UTSA awaits C-USA exit as rivals eye quicker escape

New football scheduling uncertainties are just one of the unknowns the Roadrunners and their Conference USA foes now face
UTSA Roadrunners at Texas State Football
UTSA's 2022 football schedule may have a hole if some Conference USA teams bolt in June.
UTSA | Jeff Huehn
W. Scott Bailey
By W. Scott Bailey – Senior Reporter, San Antonio Business Journal

New football scheduling uncertainties are just one of the unknowns the Roadrunners and their Conference USA foes now face

While American Athletic Conference Commissioner Mike Aresco is pushing for a level playing field for the so-called Power Five and Group of Five leagues, his counterpart in Conference USA, Judy MacLeod, is fighting for survival and the only number she’s concerned about is 14.  

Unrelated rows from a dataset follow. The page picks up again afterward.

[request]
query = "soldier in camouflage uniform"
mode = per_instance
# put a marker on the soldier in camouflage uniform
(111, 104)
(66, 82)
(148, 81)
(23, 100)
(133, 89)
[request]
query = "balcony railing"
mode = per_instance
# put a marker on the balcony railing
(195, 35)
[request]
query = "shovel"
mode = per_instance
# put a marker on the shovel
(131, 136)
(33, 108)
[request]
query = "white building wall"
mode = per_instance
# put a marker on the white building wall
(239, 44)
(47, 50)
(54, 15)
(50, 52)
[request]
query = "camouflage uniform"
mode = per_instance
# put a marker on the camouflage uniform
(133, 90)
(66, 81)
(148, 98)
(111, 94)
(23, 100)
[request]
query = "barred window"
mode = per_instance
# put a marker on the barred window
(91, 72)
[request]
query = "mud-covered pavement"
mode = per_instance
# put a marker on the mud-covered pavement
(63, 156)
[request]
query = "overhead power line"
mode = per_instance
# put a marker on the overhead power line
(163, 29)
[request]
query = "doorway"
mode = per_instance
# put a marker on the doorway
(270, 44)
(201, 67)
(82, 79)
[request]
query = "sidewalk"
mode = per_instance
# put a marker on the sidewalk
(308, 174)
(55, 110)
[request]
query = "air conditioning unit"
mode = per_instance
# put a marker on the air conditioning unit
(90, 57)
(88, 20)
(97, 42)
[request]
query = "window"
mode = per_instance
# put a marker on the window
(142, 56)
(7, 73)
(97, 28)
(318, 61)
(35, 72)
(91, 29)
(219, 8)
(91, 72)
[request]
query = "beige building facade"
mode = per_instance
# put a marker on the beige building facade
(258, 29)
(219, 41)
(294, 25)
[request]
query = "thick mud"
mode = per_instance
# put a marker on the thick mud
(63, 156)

Trapped in the middle are UTSA and five other C-USA members — North Texas, Rice, Charlotte, Florida Atlantic and UAB — who are headed to the American in 2023 and can’t get there soon enough.

Three of their peers may beat them to the exit.

Marshall, Old Dominion and Southern Miss indicated publicly late last week that they will cease membership in C-USA at the end of June and head to the Sun Belt Conference this fall. That would leave C-USA with 11 members for the 2022 football season.

A defiant C-USA released its 2022 football schedule on Tuesday. Marshall, Old Dominion and Southern Miss were included.

Suddenly, UTSA has a road game against Southern Miss in flux. Other programs across the conference are dealing with similar uncertainties.

It’s an ugly, public mess for a conference that is already struggling, and whose leadership may be further distracted by a possible legal battle.

Clearly, that’s not the best environment for a UTSA program coming off of a historic season, knowing it must leverage that momentum on the field, in the corporate sponsor meetings and at the box office every chance it gets. These conference distractions make it tough to move the chains.

C-USA board members issued a statement on Tuesday noting that the conference “will exhaust all necessary legal actions” to prevent any early departures.

That volley is mostly aimed at Marshall, Old Dominion and Southern Miss. Those three found their savior in the Sun Belt and a way out of the darkness. Now, they just want to move on.

Meanwhile, UTSA and the other five universities that are awaiting their move to the American will endure one more awkward season, tethered to a conference on life support.

There is no early invite from the American and therefore, no place to run. For these six C-USA members, they have one foot out the door and the other chained to a conference that isn't going to let go any time soon.